Timor-Leste declared independence after its colonial ruler Portugal pulled out in 1975 but was invaded by Indonesia which laid claim to the territory and made it a province in 1976.
A 25-year struggle ensued, driven mostly by the left-leaning Revolutionary Front for an Independent East Timor -- Fretlin -- which went on to win parliamentary elections.
A U.N.-sponsored referendum in 1999 led to independence in 2002, along with a succession of U.N. peacekeeping forces to maintain stability.
"The road ahead will undoubtedly be marked by many challenges," Acting Special U.N. Representative Finn Reske-Nielsen said in a statement.
"When I first came to Timor-Leste in 1999, the country was ravaged by fighting and political upheaval and shaken by displacement and suffering. Large parts of it were burned to the ground," Reske-Nielsen said.
"It has been a privilege to follow Timor-Leste's path out of those difficult times, toward peace, stability and a brighter, safer and more prosperous future."
A major upheaval in April and May 2006 led the U.N. Security Council to set up its last special mission, the U.N. Integrated Mission in Timor-Leste.
UNMIT worked to diffuse the crisis in which up to 150,000 people took shelter in camps throughout the capital Dili and the second largest city Baucau.
Reske-Nielsen said development of the non-oil economy, especially by the private sector, will be vital for continued socio-economic development.
"Ensuring educational opportunities, youth employment, and equitable development will require continued close engagement by Timorese authorities, with the support of their international partners," he said.

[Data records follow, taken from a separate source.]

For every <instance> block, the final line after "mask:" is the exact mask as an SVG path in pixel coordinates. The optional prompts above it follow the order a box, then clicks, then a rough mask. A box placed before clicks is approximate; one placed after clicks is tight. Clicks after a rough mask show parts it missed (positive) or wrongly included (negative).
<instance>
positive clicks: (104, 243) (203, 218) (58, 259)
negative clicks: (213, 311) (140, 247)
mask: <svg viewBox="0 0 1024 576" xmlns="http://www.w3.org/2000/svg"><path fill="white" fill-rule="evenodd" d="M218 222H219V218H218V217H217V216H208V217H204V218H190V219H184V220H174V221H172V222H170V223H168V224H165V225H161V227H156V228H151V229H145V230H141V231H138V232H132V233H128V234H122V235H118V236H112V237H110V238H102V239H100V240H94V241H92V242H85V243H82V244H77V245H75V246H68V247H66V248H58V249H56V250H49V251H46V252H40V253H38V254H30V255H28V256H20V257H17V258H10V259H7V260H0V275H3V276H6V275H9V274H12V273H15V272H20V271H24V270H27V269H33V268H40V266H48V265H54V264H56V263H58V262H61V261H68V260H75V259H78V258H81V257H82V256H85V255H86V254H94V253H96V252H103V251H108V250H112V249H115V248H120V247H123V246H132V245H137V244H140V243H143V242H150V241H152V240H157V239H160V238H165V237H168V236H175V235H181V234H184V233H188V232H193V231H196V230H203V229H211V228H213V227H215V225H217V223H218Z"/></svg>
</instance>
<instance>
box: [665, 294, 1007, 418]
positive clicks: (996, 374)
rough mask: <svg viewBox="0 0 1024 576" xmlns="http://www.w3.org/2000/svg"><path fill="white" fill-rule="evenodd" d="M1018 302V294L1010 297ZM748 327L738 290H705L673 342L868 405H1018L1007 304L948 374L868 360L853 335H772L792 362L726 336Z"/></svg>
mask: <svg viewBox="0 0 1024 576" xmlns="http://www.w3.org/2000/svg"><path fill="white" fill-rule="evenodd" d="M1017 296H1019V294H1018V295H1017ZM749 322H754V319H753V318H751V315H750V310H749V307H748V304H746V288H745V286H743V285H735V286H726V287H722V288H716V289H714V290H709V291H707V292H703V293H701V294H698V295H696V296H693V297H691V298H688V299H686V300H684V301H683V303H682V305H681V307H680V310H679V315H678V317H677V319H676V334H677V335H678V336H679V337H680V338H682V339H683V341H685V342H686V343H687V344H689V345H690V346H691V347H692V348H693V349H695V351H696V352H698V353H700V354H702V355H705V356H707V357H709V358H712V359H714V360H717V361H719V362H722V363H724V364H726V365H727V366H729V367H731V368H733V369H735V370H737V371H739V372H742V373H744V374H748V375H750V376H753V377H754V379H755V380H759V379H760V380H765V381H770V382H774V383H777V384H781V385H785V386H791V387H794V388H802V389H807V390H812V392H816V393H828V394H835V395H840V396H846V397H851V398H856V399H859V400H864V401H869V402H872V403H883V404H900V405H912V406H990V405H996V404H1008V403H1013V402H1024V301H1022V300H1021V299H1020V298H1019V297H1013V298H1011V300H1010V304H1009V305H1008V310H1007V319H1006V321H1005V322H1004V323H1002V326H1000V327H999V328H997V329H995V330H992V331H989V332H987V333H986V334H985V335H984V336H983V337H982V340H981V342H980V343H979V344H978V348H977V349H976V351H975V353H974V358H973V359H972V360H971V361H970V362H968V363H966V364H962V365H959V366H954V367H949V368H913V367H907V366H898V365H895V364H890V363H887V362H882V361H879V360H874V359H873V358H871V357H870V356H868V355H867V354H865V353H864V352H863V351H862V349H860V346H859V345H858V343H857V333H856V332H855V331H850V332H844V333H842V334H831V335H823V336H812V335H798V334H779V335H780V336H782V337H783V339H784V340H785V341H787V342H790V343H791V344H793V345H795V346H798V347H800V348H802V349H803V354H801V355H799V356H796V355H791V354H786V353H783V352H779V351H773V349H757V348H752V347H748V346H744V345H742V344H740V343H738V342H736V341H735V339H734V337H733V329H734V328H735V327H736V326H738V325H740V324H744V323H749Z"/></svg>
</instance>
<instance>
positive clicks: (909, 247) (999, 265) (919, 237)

"Building on the professional achievements of the police service will further strengthen its ability to meet future challenges."
The last of UNMIT's 1,600 police personnel from 41 countries pulled out in late December. "It is an emotional moment to say goodbye to them and we are hoping that they can assemble with their families after months and years on their mission in East Timor," Timor-Leste Police Deputy Commissioner Afonso de Jesus said.
"Like it or not, the Timor-Leste national police is ready to assume our responsibility."
A major contributor to security was the Australia and New Zealand-led International Stabilization Force of up to 400 military personnel that operated separately from, but supported, U.N. security forces.
Australia announced in mid November that it officially had closed the ISF.
Final withdrawal of troops and handing over buildings is expected to take until April, Australia's Defense Minister Stephen Smith said at the time.
But Australia's defense and police engagement with Timor-Leste will continue through a defense cooperation agreement with the Timorese government and Australian Federal Police support to Timor-Leste's police forces, Smith said.
Despite the U.N. pullout, there remains questions over human rights abuses by Indonesian forces during their occupation, a statement from human rights group Amnesty International said in November.
"Perpetrators of killings and other human rights abuses during the Indonesian occupation of Timor-Leste must not be allowed to go unpunished, Amnesty International said.
"The fact that the United Nations is leaving Timor-Leste doesn't let the international community off the hook," Amnesty International's Asia-Pacific Deputy Director Isabelle Arradon said.
"Delivering justice for victims of these horrendous crimes must remain a priority."
Alleged abuses include unlawful killings, enforced disappearances, rape and other crimes of sexual violence and torture.
Despite the fact many of these acts amount to crimes against humanity, to date no one is imprisoned for these acts, either in Indonesia or in Timor-Leste, the Amnesty International statement said.